Das Problem ist: nur Eindrittel der deutschen Marketingleiter sehen überhaupt einen Vorteil darin, durch den Einsatz von umfangreichen Datenanalysen, die notwendigen Daten dauerhaft zu eruieren. Das ist zumindest das Ergebnis einer Untersuchung der Kollegen der Hochschule Reutlingen, die die Bedeutung von Big Data in Groß- und mittelständischen Unternehmen untersucht haben. Wirklich interessant ist, dass über 70 % der Befragten dem Thema eine wachsende strategische Bedeutung beimessen, gleichzeitig aber nur Eindrittel aller deutschen Marketingentscheider einen strategischen Vorteil für ihren eigenen Verantwortungsbereich sehen. Big Data ist vielleicht in den Köpfen von vielen angekommen, der Praxistransfer scheitert aber.

„Es klingt paradox: Die Unternehmen wollen ihre Kunden immer besser kennenlernen und ihr Angebot auf die Kundenbedürfnisse zuschneiden, haben aber gleichzeitig keine vernünftige Big-Data-Strategie. Sie wissen nicht recht vor oder zurück, weil sie mit dem Thema Neuland betreten. Entsprechend können sie nur einen Bruchteil des vorhandenen Potentials aus den Daten ziehen“, zitiert die FAZ Peter Klingenburg, Geschäftsführer von T-Systems Multimedia Solutions, in deren Auftrag die Studie durchgeführt wurde.

Tatsächlich dokumentieren die Ergebnisse dieser Studie wieder einmal, dass das Thema „Kundenorientierung“ in vielen Unternehmen den Status der Worthülse noch nicht verlassen hat. Viele Unternehmen arbeiten noch nach der Philosophie der Produktionsorientierung, möglichst kostengünstige Massenproduktion der Produkte in Basisqualitäten, bzw. nach der Produktorientierung, qualitativ möglichst hochwertige Produkte herzustellen.
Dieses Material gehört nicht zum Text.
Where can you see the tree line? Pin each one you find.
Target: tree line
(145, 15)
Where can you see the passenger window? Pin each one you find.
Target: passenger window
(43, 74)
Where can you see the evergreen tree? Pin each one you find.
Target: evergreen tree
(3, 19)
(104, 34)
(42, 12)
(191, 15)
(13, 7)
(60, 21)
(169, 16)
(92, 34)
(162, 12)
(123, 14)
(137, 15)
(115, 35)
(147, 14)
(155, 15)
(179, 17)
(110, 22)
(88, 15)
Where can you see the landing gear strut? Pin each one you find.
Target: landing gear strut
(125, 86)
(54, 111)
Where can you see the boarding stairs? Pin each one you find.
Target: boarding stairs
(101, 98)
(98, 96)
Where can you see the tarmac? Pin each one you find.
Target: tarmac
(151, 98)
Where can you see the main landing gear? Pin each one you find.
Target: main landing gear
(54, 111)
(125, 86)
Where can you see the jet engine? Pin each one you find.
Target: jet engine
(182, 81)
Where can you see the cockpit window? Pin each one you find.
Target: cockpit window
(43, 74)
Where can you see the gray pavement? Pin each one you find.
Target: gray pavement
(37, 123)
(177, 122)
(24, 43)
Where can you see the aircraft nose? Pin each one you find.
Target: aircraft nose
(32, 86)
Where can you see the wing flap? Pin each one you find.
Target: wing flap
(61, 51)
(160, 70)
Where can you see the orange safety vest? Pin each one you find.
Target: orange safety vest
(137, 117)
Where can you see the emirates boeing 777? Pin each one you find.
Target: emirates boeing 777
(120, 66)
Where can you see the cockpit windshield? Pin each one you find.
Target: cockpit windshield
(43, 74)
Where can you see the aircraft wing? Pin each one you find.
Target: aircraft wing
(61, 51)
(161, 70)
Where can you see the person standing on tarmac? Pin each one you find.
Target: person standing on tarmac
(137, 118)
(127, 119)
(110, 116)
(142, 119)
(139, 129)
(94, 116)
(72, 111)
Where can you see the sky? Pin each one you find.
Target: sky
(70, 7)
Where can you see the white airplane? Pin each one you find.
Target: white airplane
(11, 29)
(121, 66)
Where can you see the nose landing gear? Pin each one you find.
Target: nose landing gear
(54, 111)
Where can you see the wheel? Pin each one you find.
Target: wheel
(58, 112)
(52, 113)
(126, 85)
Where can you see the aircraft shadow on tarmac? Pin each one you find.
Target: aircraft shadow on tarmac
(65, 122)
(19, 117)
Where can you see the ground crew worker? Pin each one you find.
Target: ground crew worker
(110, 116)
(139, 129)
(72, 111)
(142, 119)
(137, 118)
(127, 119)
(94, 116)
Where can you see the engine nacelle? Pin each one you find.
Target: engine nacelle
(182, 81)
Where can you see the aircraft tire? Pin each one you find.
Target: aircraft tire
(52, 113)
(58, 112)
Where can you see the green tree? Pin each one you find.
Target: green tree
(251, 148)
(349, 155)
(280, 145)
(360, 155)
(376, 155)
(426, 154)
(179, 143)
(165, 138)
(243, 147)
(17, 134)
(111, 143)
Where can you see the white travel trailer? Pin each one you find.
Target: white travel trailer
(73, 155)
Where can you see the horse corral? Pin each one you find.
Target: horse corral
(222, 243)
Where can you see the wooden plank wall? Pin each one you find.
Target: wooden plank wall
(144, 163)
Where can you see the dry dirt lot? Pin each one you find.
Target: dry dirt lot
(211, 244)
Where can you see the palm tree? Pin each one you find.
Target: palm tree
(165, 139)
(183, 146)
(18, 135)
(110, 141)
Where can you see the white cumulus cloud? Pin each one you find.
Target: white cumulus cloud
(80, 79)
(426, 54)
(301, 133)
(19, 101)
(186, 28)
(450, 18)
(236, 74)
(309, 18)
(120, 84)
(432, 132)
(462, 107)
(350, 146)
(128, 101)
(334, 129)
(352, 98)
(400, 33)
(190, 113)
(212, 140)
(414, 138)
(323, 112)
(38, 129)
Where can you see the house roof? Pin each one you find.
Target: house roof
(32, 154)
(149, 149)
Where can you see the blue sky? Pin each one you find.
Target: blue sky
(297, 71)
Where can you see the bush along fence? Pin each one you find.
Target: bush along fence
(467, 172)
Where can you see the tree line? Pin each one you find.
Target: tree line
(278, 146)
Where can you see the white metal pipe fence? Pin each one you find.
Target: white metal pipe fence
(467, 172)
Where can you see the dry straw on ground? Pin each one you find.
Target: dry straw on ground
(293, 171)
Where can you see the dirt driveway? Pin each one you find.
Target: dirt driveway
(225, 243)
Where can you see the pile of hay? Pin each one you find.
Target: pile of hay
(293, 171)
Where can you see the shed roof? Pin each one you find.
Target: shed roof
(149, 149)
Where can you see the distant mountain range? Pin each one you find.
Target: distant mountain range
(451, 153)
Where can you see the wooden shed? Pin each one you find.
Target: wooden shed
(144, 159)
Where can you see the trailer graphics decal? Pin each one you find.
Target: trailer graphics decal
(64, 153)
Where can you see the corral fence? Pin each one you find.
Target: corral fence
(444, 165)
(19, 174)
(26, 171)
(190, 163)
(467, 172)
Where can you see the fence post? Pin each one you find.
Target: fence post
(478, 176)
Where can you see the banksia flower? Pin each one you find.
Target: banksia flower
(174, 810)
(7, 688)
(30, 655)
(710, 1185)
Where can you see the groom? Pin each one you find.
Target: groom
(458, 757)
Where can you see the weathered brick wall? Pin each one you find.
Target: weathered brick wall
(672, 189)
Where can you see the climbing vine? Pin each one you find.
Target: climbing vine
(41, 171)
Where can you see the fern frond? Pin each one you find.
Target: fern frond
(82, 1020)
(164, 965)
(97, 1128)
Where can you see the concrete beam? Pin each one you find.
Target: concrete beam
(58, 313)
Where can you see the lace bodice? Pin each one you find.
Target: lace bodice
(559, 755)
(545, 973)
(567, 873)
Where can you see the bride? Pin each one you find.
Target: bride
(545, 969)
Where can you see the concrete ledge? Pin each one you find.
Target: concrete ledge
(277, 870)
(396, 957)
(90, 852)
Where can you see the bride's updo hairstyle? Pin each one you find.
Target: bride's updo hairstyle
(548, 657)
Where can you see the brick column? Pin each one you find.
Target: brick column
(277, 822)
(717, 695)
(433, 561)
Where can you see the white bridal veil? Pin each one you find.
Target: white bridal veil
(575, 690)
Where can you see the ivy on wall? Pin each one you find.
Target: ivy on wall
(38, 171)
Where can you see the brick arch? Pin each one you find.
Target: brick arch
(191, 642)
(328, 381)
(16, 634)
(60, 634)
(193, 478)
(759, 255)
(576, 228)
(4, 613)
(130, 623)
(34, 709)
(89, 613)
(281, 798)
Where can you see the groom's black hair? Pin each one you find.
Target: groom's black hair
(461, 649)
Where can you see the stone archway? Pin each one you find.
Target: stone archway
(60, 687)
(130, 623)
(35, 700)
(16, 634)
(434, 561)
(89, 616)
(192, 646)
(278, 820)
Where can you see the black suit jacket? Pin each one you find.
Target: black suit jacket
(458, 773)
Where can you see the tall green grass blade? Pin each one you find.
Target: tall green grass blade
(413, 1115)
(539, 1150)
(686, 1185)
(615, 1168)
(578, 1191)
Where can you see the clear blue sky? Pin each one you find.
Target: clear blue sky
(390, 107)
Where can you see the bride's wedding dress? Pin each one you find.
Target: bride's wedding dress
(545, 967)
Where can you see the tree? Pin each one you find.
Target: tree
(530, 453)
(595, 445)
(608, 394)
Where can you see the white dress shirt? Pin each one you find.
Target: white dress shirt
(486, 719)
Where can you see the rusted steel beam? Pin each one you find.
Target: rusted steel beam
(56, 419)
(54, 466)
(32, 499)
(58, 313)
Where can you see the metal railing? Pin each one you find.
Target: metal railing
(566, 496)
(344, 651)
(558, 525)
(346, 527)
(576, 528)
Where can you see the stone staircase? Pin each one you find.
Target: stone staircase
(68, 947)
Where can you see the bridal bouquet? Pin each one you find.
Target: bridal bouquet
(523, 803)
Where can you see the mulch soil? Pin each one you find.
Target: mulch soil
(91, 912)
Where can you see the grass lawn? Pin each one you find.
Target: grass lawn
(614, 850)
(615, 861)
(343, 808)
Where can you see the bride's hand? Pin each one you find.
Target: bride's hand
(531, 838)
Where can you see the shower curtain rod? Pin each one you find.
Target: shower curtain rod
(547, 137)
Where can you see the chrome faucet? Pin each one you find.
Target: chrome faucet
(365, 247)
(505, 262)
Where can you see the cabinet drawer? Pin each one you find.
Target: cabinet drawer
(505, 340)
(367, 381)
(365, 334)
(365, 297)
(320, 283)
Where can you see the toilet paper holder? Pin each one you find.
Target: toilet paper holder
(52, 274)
Beide Philosophien haben grundsätzlich ihre Existenzberechtigung, können die Unternehmen aber auch in die Nokia-Falle führen. Zudem betrachten beide Philosophien, die Bedürfnisse der Kunden als gegeben. Zumindest die Produktionsorientierung führt zwangsläufig in den Preiswettbewerb oder auch die Commodity-Spirale: die Produkte gleichen sich immer mehr an, das entscheidende Kaufkriterium ist der Preis. Für dieses Geschäftsmodell werden aber keine Marketingleiter mehr benötigt. Diese Kosten kann sich das Unternehmen dann sparen.